Cloud Computing 11 min read

Application of Programmable NICs in DiDi Cloud Network: Challenges, Solutions, and Open‑Source Contributions

DiDi Cloud’s network team replaced CPU‑bound OVS‑DPDK processing with programmable NICs, achieving sub‑150 µs VM‑to‑VM latency and up to 9.5 Mpps on 64‑byte packets, while overcoming offload, driver, and flow‑table challenges through extensive patches and open‑source contributions.

Didi Tech
Didi Tech
Didi Tech
Application of Programmable NICs in DiDi Cloud Network: Challenges, Solutions, and Open‑Source Contributions

DiDi Cloud’s rapid expansion has raised strict latency and bandwidth requirements. In 2018 the network team introduced an OVS‑DPDK solution that bypasses the Linux kernel, uses hugepages and poll‑mode drivers, and achieves sub‑150 µs VM‑to‑VM latency with around 4 Mpps per core. However, CPU‑based DPDK processing can no longer keep up with the exploding traffic volume, prompting the exploration of programmable hardware.

Technical options evaluated include traditional ASIC cards, FPGA‑based programmable queues, P4‑based pipelines, and fully programmable NIC chips. Traditional ASICs are mature but inflexible; FPGAs require specialized expertise; P4 offers flexibility for gateway nodes but is unsuitable for compute nodes; programmable NICs provide match‑and‑action flow tables, packet modification, encapsulation, and offload capabilities that meet the need for rapid iteration.

Chosen solution leverages programmable NIC chips integrated into both compute and gateway nodes. A unified programming framework separates business logic from the data plane, using an OpenFlow‑style match‑action model. Flow‑table rules are offloaded via the OVS‑DPDK offload framework, with the first‑packet‑triggered rule submission to reduce flow‑table pressure.

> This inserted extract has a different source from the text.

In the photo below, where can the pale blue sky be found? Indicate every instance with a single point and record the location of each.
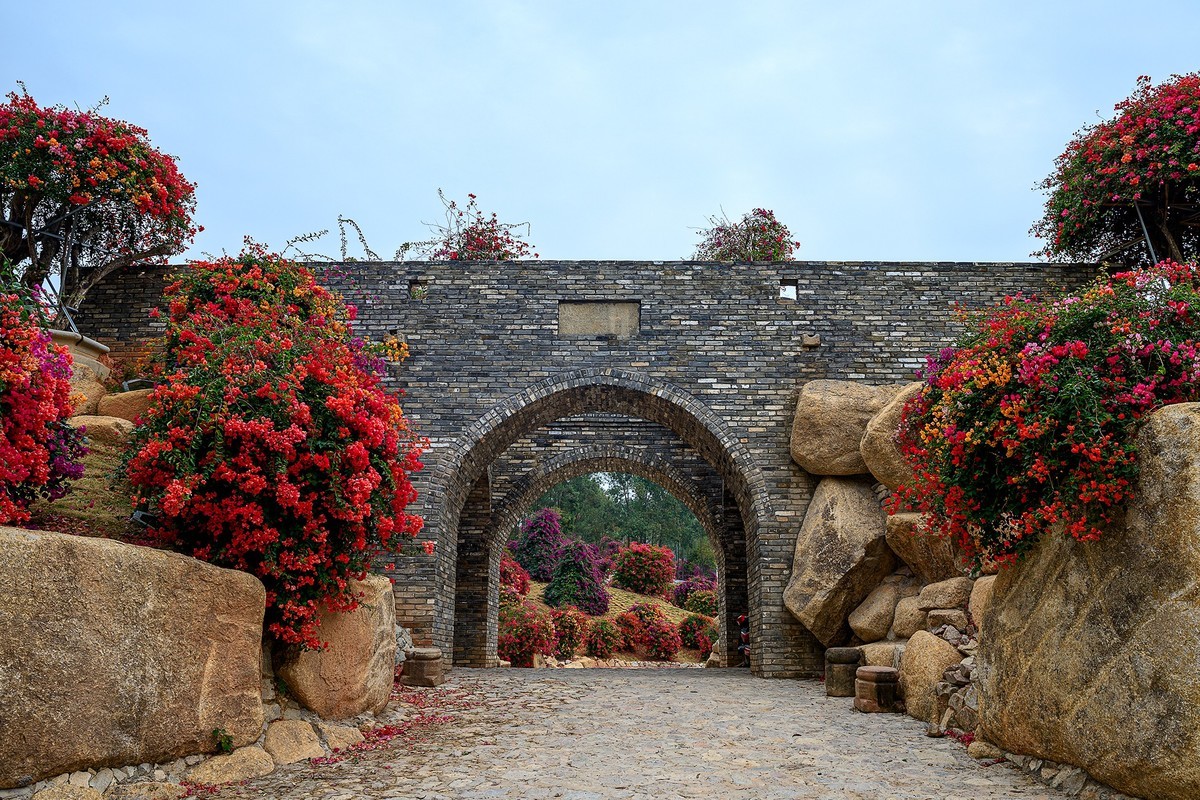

Key challenges encountered :

Limited offload support in OVS‑DPDK (rte‑flow actions, meter offload, VXLAN handling).

Port‑forwarding restrictions on Mellanox NICs, solved with SR‑IOV + Hairpin.

OVS crashes when deleting meter‑action flow entries – fixed upstream in DPDK.

Decap/encap flow‑rule bugs in DPDK – patched upstream.

Hairpin performance degradation under high concurrency – driver fix provided by Mellanox.

Flow‑table size limits – mitigated by increasing the table capacity.

MAC‑address changes breaking VxLAN packets – addressed in kernel patches.

TC Flower pedit offload failures – traced to kernel driver bugs.

Performance results (vRouter on a 10 Gbps baseline):

Metric

64 B packets

1500 B packets

pps

9.5 Mpps

0.81 Mpps

Mbps

8.66 Gbps

10.07 Gbps

Latency measurements using pktgen‑dpdk latency show gateway delays of 3 µs under 1 Gbps and 6 µs under 5 Gbps with 100 k flow entries.

Open‑source contributions include more than 80 patches to OVS, DPDK, and the Linux kernel (e.g., flow‑table offload, meter offload, bug fixes). These patches have been submitted upstream and accepted, enhancing the broader community’s support for programmable NICs.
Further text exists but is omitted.